Yep. Convergence is the annual net.goth meetup. It started out with people from the alt.gothic and alt.gothic.fashion newsgroups, and spread to LJ and various gothy message boards and forums. 2007 is Convergence 13. (And holy mother, am I glad that Seattle didn't actually win the vote for it. We would have thrown a really cool event, but none of the organizers would come out of it with their sanity.)
One for the eagles among us: Can an email reception be admitted in court?
A client came to me with this question and I had no answer. My guess was that you needed at least a facsimile of a signature ... then I got lost in the whole "what is a facsimile" thing. Then I went into my English-As-A-Second-Language thing.
Yipes. I think the answer is "you need a lawyer to answer that".
2007 is Convergence 13.
Newbie.
Yeah yeah, I know. But the fact that the goth community has managed to throw this event 13 times still astonishes me. Goths & organizing tend to be unmixy things.
Emily got some little bugs in her broccoli, I think.
By the way, Emily, I'm picking you up at the airport tomorrow. Send me your flight info.
For those of you keeping score, NYC still hasn't been nuked.
If you can call this living.
Gus, I see no reason why email reception couldn't be admitted in court.
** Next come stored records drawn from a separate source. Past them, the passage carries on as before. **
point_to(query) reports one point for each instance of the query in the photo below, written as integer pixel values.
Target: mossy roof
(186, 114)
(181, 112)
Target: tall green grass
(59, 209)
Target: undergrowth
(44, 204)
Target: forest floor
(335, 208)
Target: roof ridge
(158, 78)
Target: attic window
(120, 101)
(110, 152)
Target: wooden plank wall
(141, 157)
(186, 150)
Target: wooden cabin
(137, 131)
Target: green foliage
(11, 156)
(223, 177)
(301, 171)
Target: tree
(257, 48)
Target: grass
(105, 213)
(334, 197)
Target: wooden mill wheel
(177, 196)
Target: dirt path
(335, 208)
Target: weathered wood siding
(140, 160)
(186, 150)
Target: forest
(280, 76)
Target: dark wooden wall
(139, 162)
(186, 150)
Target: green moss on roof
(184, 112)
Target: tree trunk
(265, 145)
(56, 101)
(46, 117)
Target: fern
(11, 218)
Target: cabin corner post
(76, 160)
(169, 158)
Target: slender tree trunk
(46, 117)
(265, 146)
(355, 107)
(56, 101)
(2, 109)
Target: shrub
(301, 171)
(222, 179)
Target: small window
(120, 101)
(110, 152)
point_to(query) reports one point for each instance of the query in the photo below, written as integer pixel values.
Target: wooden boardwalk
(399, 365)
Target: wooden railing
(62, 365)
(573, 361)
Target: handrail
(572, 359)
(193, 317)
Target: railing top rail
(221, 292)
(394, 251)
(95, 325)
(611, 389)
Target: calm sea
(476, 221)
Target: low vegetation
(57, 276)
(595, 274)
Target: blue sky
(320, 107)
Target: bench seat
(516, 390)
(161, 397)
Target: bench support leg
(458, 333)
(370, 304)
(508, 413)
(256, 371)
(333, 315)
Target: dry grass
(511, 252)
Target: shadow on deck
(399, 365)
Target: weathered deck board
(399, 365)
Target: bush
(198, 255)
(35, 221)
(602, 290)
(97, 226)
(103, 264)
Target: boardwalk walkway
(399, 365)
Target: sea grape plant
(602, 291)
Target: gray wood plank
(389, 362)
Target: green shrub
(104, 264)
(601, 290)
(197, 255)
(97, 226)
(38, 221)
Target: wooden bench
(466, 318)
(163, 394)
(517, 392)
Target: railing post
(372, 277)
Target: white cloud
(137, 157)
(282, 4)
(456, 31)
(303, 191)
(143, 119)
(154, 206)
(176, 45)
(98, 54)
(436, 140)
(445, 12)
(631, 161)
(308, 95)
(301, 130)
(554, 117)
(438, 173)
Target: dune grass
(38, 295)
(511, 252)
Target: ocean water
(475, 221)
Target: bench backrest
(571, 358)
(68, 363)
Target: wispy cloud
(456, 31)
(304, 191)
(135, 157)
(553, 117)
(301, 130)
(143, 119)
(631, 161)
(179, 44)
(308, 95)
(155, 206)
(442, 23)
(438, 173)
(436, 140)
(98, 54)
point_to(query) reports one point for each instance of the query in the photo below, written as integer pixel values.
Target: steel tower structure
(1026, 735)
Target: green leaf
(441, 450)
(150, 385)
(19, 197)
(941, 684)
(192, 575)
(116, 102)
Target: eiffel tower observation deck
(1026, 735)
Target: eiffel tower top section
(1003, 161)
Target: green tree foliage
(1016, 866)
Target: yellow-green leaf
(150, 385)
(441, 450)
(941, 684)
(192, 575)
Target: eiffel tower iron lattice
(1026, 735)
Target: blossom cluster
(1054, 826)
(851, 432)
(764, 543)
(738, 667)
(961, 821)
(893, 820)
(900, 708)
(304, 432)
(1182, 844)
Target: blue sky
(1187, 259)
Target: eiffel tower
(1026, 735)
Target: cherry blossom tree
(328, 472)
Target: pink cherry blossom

You'd need some statement showing that the email was in the recipient's inbox, and then there would have to be some kind of ruling regarding whether being in someone's inbox and having been opened meant that the recipient could be presumed to have read it and be on notice of its contents.
But the fact that someone received an email? No problem. That is, after all, what all those numbers at the top of the file are--tracking data, yeah?